Author: Frank Deford
Publisher: Atlantic Monthly Press
Pages: 354
Price: $25.00
Although he has also had a long career in print journalism and on the television show “Real Sports with Bryant Gumbel,” and has written 7 previous volumes of nonfiction and 10 novels, Frank Deford is best known to listeners of public radio as a columnist on “Morning Edition.” Indeed he has been delivering his frank, often controversial, commentaries for more than 30 years, since 1979. He was recruited, oddly enough, by Ketzel Levine, the titular sports director for a network that did not actually cover sports.
Levine went on to become well-known as a gardening expert.
Deford kept on and has now delivered more than 1,500 commentaries. He has been accused of pomposity but insists that anyone actually offering opinions these days is likely to sound pompous. He denies ranting, while admitting he might sound cockeyed or disagreeable.
In “Over Time” Deford doesn’t do his usual rant about big-time college football and men’s basketball; he simply announces his conclusions, that these sports are “a complete fraud, a fountain of deceit” and the last bastion of hypocrisy. Even the Olympics have decided to admit professional athletes. He mentions almost in passing that “Shameful amateur servitude still exists only in the United States, in college football and basketball, where coaches make millions and colleges make millions and television makes millions and sportswriters make a good living… and the players make nothing except on the cheat.”
Deford also insists that Americans never will join the rest of the globe in being mad for soccer. In fact, he says, soccer matters entirely too much in many countries. Since they don’t have five other sports to turn to, there is a nationwide depression if their team loses.
No worries here though.
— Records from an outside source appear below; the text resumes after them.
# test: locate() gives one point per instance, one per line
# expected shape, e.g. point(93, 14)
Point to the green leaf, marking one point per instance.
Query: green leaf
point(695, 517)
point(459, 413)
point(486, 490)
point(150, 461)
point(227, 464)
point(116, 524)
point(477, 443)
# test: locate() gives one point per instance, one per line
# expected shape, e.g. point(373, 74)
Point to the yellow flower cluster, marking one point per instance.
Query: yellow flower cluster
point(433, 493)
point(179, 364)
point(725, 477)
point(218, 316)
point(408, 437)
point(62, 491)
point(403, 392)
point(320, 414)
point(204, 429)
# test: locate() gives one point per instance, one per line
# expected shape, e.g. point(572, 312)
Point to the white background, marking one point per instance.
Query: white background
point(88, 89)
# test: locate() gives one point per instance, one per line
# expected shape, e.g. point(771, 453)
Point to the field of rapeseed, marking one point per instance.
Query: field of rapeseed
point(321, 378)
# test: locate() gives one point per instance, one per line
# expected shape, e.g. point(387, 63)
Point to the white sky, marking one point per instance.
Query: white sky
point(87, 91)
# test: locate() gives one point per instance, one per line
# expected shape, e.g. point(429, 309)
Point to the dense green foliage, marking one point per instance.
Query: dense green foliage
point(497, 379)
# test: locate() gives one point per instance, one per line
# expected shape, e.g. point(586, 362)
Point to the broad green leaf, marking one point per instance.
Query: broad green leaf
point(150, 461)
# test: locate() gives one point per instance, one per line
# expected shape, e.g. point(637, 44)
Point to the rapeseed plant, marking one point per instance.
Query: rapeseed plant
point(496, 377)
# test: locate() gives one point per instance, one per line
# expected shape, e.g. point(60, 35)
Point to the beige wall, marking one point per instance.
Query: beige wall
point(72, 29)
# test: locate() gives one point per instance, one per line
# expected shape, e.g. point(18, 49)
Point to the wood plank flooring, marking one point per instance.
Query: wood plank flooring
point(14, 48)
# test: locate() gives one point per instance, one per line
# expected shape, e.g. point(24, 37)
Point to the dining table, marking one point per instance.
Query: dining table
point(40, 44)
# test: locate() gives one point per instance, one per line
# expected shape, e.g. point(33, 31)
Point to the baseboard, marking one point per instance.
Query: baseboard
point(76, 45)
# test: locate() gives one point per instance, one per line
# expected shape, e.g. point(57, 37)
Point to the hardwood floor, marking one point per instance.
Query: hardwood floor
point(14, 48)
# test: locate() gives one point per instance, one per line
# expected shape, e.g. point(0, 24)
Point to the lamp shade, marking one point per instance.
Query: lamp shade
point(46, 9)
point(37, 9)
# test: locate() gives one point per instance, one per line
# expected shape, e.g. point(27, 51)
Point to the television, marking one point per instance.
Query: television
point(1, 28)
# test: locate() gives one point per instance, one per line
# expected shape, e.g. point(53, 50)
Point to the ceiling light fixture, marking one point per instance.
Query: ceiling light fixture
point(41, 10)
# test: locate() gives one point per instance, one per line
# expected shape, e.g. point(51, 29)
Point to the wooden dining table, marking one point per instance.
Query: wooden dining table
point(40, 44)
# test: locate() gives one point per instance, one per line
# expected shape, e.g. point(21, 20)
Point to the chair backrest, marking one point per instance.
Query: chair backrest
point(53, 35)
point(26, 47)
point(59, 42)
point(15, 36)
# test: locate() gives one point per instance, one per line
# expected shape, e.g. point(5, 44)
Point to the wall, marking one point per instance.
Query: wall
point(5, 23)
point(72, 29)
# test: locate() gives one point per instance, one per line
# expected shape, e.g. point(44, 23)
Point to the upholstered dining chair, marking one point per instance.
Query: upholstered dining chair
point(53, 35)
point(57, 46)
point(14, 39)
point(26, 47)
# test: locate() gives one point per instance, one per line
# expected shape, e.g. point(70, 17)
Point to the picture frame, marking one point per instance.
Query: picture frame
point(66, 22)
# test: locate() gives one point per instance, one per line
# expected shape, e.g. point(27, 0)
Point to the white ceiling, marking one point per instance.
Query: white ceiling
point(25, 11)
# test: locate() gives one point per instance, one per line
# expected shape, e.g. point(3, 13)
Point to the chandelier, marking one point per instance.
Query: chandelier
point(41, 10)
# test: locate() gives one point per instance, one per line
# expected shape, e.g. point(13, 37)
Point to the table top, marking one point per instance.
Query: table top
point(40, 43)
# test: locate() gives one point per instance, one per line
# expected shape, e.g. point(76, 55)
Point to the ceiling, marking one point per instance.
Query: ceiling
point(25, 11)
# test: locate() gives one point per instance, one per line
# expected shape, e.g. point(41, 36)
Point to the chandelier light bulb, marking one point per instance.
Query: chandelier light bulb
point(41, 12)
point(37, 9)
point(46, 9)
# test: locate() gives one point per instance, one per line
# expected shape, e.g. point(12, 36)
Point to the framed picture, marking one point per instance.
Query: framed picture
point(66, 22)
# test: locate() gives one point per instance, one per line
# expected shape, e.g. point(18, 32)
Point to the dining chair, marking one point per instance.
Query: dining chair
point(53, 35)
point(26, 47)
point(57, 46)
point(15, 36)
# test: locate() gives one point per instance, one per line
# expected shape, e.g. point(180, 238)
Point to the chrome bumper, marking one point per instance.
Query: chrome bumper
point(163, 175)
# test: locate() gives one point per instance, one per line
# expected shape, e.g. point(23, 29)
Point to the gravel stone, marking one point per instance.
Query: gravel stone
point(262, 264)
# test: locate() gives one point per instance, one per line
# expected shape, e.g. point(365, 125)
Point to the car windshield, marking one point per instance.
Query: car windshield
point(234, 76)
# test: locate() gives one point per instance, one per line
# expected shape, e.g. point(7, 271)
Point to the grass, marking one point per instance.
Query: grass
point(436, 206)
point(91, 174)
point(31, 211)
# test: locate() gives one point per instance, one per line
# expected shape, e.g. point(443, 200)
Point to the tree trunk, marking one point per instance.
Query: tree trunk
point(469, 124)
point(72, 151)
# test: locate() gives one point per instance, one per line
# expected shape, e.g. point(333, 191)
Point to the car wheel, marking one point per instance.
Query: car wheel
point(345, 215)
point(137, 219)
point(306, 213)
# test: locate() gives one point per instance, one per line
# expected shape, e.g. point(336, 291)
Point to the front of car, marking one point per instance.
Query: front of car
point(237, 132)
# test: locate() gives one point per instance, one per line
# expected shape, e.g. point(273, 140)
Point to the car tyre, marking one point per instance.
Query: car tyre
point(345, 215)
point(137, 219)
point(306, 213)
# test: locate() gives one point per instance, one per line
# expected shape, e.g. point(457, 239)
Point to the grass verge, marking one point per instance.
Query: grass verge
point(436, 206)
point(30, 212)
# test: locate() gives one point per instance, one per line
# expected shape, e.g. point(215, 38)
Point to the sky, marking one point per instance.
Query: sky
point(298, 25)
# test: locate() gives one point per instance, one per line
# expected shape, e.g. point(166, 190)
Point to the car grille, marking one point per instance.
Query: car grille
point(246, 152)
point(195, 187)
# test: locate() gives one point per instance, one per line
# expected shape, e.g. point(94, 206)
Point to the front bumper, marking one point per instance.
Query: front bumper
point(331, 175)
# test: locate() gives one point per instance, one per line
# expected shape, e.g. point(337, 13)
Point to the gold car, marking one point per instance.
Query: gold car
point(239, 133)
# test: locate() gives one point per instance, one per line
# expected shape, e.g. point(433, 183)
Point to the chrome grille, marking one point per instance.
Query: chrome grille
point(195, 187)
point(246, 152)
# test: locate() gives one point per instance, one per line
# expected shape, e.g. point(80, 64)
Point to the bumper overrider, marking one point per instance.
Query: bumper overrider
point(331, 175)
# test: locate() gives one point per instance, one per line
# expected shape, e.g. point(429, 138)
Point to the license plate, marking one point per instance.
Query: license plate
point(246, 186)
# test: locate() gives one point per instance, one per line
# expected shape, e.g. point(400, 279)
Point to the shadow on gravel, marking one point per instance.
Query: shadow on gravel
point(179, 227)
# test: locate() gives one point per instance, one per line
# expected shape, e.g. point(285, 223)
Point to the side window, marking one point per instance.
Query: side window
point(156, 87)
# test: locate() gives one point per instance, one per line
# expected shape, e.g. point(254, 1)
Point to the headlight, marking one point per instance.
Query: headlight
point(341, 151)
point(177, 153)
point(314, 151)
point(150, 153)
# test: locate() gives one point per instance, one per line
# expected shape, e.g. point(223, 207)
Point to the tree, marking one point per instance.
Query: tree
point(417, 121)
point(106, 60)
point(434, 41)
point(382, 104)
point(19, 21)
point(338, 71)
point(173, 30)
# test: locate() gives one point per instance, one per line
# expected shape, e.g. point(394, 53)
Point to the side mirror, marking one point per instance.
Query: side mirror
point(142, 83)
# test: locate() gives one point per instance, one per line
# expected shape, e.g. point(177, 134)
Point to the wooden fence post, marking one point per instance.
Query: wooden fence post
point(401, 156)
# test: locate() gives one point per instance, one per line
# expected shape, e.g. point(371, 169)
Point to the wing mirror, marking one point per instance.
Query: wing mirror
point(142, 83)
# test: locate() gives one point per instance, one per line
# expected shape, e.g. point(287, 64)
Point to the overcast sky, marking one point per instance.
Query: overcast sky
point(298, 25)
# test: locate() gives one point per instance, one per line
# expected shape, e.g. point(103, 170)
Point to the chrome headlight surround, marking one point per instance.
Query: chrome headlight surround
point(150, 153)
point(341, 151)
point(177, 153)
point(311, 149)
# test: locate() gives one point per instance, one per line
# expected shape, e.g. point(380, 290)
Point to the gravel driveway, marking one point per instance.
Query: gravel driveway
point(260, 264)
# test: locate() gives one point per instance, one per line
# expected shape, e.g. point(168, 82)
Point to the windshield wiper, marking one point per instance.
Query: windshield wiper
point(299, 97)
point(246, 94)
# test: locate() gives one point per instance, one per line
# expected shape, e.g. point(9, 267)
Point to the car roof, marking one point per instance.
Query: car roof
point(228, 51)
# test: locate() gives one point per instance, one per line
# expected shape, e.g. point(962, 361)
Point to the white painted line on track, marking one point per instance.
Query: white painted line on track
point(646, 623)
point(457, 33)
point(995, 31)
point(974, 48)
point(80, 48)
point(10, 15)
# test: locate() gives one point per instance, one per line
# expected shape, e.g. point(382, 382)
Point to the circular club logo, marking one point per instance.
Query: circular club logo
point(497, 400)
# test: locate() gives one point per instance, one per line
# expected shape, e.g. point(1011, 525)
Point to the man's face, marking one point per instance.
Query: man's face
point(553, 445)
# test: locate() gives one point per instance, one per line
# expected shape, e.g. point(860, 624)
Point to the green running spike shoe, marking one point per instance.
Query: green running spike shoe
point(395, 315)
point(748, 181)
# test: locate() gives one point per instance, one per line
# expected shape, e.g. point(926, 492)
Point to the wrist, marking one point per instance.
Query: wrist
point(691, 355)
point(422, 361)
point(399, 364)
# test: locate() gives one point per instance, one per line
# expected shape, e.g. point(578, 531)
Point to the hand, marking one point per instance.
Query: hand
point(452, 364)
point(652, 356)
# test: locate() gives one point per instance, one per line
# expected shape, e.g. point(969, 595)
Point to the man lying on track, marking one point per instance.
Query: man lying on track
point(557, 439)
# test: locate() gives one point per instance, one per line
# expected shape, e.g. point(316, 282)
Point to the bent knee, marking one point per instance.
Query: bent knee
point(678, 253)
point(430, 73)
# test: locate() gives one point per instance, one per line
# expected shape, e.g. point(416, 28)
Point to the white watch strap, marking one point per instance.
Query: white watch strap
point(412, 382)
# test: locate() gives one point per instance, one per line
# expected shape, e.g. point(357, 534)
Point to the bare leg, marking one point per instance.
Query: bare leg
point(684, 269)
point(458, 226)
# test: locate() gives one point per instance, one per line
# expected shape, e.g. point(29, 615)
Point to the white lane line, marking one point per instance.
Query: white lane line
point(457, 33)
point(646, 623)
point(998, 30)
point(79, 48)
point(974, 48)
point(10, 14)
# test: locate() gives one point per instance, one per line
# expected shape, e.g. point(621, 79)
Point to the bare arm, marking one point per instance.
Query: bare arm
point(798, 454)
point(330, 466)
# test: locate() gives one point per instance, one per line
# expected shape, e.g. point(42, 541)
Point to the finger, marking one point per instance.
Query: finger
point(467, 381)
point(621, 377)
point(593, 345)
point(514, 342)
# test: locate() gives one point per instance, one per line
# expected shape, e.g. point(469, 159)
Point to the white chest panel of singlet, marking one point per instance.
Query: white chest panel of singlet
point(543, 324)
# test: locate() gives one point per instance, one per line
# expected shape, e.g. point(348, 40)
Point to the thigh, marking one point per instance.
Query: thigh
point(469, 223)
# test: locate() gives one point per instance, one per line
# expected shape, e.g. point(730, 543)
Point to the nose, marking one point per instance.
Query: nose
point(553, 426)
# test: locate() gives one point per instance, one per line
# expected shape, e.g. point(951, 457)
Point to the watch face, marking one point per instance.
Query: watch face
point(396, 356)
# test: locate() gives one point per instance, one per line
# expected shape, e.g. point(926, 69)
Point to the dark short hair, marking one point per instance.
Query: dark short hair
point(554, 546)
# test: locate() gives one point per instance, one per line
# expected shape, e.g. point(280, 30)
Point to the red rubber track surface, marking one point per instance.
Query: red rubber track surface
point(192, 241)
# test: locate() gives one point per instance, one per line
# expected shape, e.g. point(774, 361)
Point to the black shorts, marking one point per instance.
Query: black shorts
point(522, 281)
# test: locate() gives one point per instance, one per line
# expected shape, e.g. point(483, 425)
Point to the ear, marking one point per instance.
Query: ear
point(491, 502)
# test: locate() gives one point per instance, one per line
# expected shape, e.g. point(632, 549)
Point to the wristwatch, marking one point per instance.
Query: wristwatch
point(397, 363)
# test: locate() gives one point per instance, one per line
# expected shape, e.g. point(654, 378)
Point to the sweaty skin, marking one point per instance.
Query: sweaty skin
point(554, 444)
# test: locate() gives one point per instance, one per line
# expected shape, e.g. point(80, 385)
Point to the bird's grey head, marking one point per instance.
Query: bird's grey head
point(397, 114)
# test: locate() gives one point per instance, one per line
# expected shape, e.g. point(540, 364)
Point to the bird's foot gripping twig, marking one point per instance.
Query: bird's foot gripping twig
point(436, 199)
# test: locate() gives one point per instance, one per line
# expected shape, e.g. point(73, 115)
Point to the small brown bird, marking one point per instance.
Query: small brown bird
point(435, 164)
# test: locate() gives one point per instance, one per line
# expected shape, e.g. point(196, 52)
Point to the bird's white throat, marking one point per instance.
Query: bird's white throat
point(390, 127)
Even though American kids are raised by soccer moms, as soon as they reach the age of free will they abandon that sport and take up a sport in which they are allowed to use their hands, “those most exquisite, divinely human instruments that God gave us to separate us from the beasts of the field.”
Aside from all these opinions, this is also the story of Deford’s life and of the changes in sports and sportswriting in America in the last 60 years.
He was raised in Baltimore, started Princeton in 1957, where he played basketball, and spent most of his career with “Sports Illustrated.”
Several chapters describe the 60’s at “Timeink,” an environment recently depicted on TV in “Mad Men”: lots of drinking and camaraderie. His career at “Sports Illustrated” got off to a great start when he was able to predict successfully that an unknown fellow Princetonian, Bill Bradley, would be a huge star, and followed that up with the first story on Bobby Orr, the great Boston Bruins defenseman. Deford was hailed as more than a keen observer; he was a seer.
Deford does spend a little time castigating people he met along the way that he really dislikes. These include the boxing promoter Don King and the comic Rodney Dangerfield, with whom Deford did TV beer commercials.
Deford laments that Wilt Chamberlain undid himself by writing that he had slept with 20,000 different women.
Among the sportswriting community Deford praises Grantland Rice, Ring Lardner, Mark Kram, Dan Jenkins, Red Barber and many others.
But Deford believes the whole profession is in decline. Sportswriters used to write about the game. Now fans have seen it live on TV or in highlights and had it analyzed for them right afterwards. So writers write about the players, personalities and other “exotica.” And the players have become increasingly wary. Some are flawed humans; others are real role models.
Among a host of personalities he has known, one stands out for special admiration. His friend the tennis champion Arthur Ashe, who contracted HIV-AIDS from a blood transfusion, was, Deford insists, one of the best-natured, bravest, most talented, human beings who ever lived: “No athlete was ever so mourned.”